As all CPAMS providing (N = 164) and non-providing pharmacies were invited to participate, a sample size calculation was not undertaken. CPAMS non-providers were identified through the Healthpoint website (https://www.healthpoint.co.nz/pharmacy/), which has a complete list of pharmacies in NZ. The list of providers was obtained from the Central TAS Website (TAS is an organisation that provides management services to a number of health sector organisations in NZ) [20]. An email with the link to the survey and a participant information sheet was sent to pharmacies who consented to participate. A follow-up reminder email was sent out to all participants two weeks after the initial email to increase response rate. To avoid redundancy, only one person from each participating pharmacy asked to complete the survey.

SPSS v25.0 (SPSS, Inc., Chicago, IL, USA) was used for data analysis. Descriptive statistics used to summarise the data. In both CPAMS provider and non-provider surveys, the Likert items were grouped into main categories based on the research team consensus, and composite mean scores were created for each category. As the sample size was small, factor analysis could not be applied for Likert items grouping. Overall, items assessing CPAMS providers and non-providers’ attitudes were grouped into three and four categories, respectively. Cronbach’s alpha test was used to assess the internal consistency of the individual variables used to form each composite score, and composite scores that displayed an alpha ≥ 0.7 were considered to have adequate internal consistency. The Shapiro–Wilk test was used to assess whether each mean composite score was normally distributed. The independent sample t-test and Mann Whitney U-test were used to assess statistically significant differences between groups for mean composite scores, as appropriate. Two-sided p value < 0.05 was considered significant.

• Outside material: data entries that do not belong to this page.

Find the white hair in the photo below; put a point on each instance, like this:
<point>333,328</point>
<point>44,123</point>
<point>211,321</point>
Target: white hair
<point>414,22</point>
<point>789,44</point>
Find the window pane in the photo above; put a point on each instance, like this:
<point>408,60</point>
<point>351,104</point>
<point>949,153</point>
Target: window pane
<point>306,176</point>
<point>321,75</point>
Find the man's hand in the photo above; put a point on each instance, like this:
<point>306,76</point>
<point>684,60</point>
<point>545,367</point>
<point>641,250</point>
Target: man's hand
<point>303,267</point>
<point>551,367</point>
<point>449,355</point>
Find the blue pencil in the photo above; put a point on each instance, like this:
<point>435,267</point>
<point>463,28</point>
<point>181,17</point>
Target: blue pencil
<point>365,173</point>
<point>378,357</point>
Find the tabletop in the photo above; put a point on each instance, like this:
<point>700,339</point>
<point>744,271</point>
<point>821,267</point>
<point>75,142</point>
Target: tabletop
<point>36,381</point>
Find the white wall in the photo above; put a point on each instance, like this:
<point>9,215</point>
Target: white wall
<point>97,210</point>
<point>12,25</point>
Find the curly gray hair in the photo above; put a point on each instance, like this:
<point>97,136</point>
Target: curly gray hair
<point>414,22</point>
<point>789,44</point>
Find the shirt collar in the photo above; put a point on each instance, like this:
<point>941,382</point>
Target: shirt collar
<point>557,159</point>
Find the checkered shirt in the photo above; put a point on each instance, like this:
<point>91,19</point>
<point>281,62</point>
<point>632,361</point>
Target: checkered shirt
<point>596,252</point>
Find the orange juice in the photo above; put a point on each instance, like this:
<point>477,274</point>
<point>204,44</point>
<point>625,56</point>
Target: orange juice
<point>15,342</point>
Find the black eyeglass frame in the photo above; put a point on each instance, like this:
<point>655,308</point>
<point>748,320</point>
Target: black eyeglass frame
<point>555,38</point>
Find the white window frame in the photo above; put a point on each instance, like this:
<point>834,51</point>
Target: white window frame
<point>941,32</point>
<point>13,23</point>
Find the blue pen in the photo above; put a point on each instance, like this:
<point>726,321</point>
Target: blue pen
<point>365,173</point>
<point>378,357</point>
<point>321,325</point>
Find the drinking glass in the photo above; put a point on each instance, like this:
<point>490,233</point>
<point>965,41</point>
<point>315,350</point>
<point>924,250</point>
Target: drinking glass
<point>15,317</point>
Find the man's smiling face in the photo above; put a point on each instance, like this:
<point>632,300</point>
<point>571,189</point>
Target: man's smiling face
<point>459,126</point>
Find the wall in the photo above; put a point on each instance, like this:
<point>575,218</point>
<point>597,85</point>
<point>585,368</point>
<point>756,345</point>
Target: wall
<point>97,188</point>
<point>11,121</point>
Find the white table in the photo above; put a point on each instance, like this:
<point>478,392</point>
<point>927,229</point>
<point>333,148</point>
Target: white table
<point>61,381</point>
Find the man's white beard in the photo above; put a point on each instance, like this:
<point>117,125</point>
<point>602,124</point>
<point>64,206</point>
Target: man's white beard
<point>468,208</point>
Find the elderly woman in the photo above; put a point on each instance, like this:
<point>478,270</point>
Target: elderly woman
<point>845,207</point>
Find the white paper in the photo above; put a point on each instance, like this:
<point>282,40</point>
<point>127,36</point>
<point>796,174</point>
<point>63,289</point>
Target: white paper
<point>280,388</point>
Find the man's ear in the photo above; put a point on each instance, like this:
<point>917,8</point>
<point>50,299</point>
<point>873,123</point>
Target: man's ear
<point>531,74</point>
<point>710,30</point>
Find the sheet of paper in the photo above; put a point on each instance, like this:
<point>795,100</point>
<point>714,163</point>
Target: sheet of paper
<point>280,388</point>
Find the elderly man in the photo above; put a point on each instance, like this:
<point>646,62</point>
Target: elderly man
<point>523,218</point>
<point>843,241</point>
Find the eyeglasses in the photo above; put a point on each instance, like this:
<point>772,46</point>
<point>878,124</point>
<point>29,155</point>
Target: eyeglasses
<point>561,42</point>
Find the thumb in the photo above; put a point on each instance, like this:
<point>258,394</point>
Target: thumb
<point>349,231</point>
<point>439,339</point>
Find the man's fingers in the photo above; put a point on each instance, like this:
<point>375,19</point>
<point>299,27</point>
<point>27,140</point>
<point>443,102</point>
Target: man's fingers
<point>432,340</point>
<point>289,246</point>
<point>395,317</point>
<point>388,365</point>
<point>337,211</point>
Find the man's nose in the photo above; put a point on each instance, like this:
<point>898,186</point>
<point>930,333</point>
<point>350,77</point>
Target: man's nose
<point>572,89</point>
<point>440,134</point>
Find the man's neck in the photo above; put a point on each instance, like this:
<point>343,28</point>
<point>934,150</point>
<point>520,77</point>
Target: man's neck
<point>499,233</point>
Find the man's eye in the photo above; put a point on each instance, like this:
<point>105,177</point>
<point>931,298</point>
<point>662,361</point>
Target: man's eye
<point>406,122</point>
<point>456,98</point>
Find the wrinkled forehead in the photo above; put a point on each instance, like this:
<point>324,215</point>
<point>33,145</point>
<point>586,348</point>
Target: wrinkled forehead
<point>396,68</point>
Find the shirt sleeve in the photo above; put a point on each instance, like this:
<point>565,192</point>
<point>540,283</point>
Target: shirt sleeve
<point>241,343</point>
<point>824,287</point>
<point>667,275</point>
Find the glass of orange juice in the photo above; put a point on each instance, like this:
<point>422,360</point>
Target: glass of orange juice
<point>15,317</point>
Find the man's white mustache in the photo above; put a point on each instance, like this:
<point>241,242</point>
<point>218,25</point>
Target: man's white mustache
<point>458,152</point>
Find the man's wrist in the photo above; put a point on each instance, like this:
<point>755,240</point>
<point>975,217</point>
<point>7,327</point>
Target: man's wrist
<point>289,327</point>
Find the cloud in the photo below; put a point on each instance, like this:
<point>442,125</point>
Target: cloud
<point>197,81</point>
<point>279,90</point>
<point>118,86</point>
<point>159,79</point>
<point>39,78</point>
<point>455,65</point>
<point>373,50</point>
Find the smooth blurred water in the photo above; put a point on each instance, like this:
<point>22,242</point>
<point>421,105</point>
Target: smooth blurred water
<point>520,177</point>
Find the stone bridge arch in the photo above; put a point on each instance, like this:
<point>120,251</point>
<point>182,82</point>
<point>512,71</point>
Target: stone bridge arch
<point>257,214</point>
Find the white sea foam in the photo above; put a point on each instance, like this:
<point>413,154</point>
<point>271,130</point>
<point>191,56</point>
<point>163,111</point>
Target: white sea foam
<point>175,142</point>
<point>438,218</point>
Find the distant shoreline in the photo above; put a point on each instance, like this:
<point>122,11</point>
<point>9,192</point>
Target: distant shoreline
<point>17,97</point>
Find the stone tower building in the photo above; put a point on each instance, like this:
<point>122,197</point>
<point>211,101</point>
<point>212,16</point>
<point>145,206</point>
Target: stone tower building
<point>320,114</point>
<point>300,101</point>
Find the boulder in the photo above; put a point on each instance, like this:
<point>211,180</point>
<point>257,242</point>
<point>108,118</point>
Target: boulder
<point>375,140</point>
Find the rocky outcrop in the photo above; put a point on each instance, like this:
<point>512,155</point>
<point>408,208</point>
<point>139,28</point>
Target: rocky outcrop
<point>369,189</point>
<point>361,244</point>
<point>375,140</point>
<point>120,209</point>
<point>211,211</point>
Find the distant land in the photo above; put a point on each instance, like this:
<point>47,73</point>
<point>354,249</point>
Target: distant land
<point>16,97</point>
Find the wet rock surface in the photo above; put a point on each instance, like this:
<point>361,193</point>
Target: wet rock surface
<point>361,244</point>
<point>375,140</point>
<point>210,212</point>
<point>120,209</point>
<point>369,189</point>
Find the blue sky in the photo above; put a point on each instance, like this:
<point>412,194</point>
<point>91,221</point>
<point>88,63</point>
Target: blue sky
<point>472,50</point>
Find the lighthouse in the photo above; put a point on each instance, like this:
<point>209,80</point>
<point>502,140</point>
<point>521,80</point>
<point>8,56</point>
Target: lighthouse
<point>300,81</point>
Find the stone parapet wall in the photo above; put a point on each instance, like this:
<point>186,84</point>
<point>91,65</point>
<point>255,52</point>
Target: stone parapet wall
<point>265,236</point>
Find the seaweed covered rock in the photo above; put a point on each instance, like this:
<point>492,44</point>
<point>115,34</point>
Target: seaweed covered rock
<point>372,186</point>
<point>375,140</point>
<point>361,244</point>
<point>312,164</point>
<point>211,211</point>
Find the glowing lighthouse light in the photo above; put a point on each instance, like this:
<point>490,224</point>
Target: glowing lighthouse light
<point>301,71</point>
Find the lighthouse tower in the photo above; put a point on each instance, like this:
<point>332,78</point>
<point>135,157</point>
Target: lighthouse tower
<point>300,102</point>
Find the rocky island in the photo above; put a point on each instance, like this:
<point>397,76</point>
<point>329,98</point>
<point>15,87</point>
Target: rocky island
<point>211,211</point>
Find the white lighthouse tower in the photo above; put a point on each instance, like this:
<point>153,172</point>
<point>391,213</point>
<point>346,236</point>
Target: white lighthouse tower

Phase II: qualitative study

All pharmacists who responded to the survey were invited to take part in a follow-up telephone interview. The interview participants were purposively sampled to represent different practice settings. All interview participants were provided with study information sheets, and informed written consent was obtained from all participants. The interviews lasted approximately 30 min and included questions about pharmacists’ experiences of, and attitudes towards CPAMS, and the barriers and enablers to the uptake and further implementation of CPAMS. Separate interview guides were used for CPAMS providers and non-providers (see Annex 3). The interviews were carried out by five authors (EB, AB, SS, JV and SY) in September 2018.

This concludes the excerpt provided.